The background may feel slightly sketched, but then those of us who follow UK news are already familiar with the background. Graham represents British politics as a glorified debating society: we hear the pros, we hear the cons. In that great "fairness" tradition, we actually often get the "remainers" say they understand the "leavers." The film actually opens with Cummings saying that he believes that referendums are a very bad idea. It's all too damn civilized. This is the feeling I get too when I read a Spectator article by Cummings's wife as to how Cumberbatch came to their home and prepared to play her husband. Cumberbatch, a "remainer," is full of understanding for Cummings. They speak the same language. Of course they do. One of them is called Benedict and the other... okay, enough of that.

'Is it Turkey?'

Now while I try to figure out which of these characters and actors have been to which public school, the narrative moves on, and we see Cummings in pubs asking people what it is they don't like about Britain today. He pushes the idea of immigration, and people nod and say yes, too many foreigners come into the country. But his greatest hit is Turkey. Is it Turkey you're afraid of? Is it Turkey? Is it Turkey? He goes to his tiny manhole, the utilities cupboard in the propaganda headquarters, and covers the little door with ideas. Right across the two metal hangers he writes Turkey. It's Turkey!
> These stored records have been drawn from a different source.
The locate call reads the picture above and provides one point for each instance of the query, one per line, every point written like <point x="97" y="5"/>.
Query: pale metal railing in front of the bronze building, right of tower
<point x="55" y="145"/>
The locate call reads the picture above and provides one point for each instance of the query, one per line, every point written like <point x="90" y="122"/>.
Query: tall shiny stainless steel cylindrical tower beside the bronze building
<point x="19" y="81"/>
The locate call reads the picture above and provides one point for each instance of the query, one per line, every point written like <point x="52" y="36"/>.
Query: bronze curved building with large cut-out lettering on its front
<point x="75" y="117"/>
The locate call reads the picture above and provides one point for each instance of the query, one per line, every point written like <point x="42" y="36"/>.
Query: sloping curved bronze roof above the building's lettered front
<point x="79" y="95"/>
And when the race reaches its peak he jumps on a table in the office and makes everyone shout the mantra "350 Million Pounds and Turkey." One can't help but be flattered about one's country being so central in the downfall of another but let that pass as well.

The 350 million pounds is of course, the 350 million pounds that Boris Johnson claimed EU was taking out of British coffers every week, 350 million pounds that ought to be spent on the NHS. We see Cummings reveal the bus to a baffled Boris Johnson- even he is a bit skeptical about the numbers, and looks concerned when he realizes they may actually win the election. But you know how Johnson is once he has adopted a stance. He goes for it full tilt. If anything, Johnson and Michael Gove are under-scripted and under-played in the film, which helps the story focus on the strategists rather than the politicians.
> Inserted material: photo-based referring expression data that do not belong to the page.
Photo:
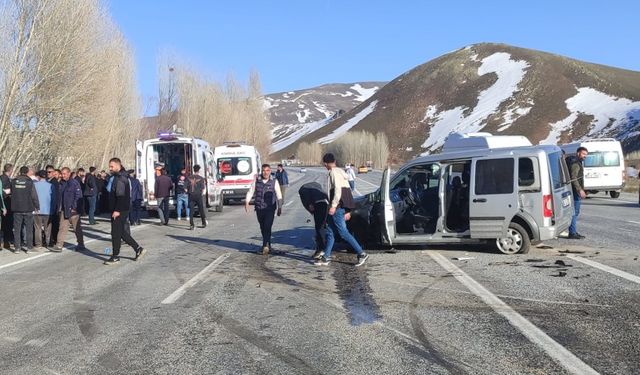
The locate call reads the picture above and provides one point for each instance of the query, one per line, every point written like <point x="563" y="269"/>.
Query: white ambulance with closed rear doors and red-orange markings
<point x="238" y="165"/>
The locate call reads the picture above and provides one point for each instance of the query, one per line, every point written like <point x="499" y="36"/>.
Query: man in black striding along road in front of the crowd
<point x="120" y="204"/>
The politicians are seen to be having a bad time of it indeed. Cummings doesn't even want them on his propaganda board. He has moved beyond politics into the realm of social media, where you can reach the voters without the need for politicians. Through the dodgy "analytica" people the film explains to us how social media is the perfect place to target unregistered and uninterested voters. Yes, this is Graham territory. Cummings is delirious when he learns that there are three million untapped voters in the UK and goes about "convincing" them through targeted ads.Although explicatory, the script remains nimble as the characters fire off their wisecracks. There are several cultural references and quotes to entertain the literary-minded.

There's Thucydides, gunpowder treason and plot and at one point an exasperated Craig Oliver says "He's not the messiah, he's a very naughty 'expletive' 'expletive'!" talking about Cummings. Yes, that's how we like our British politics, bad mouthed and culturally acute. At the very end of the film one of the strategists for Leave gets on the "350 Million Pounds and Turkey" table and delivers Henry V's Band of Brothers' speech, you know the speech the King of England delivers - well at least in Shakespeare - before he attacks France. In the end Cummings gets his victory; a victory that seems for victory's sake only. The film opens with Cummings saying that Britain makes a sound, and that his job was to somehow amplify it and make it heard. This is the defense he gives to Oliver at the end of the film. Throughout the film too, Cummings lets us know that he is aware that what he is aiming for is nothing sort of regime change. Cummings's generation, and their older brothers before them, have been unnaturally interested in coups in other countries. So this remains his one sympathetic impression on me - at least he's kept that Oxbridge bent for political upheaval within the bounds of the sceptered isle.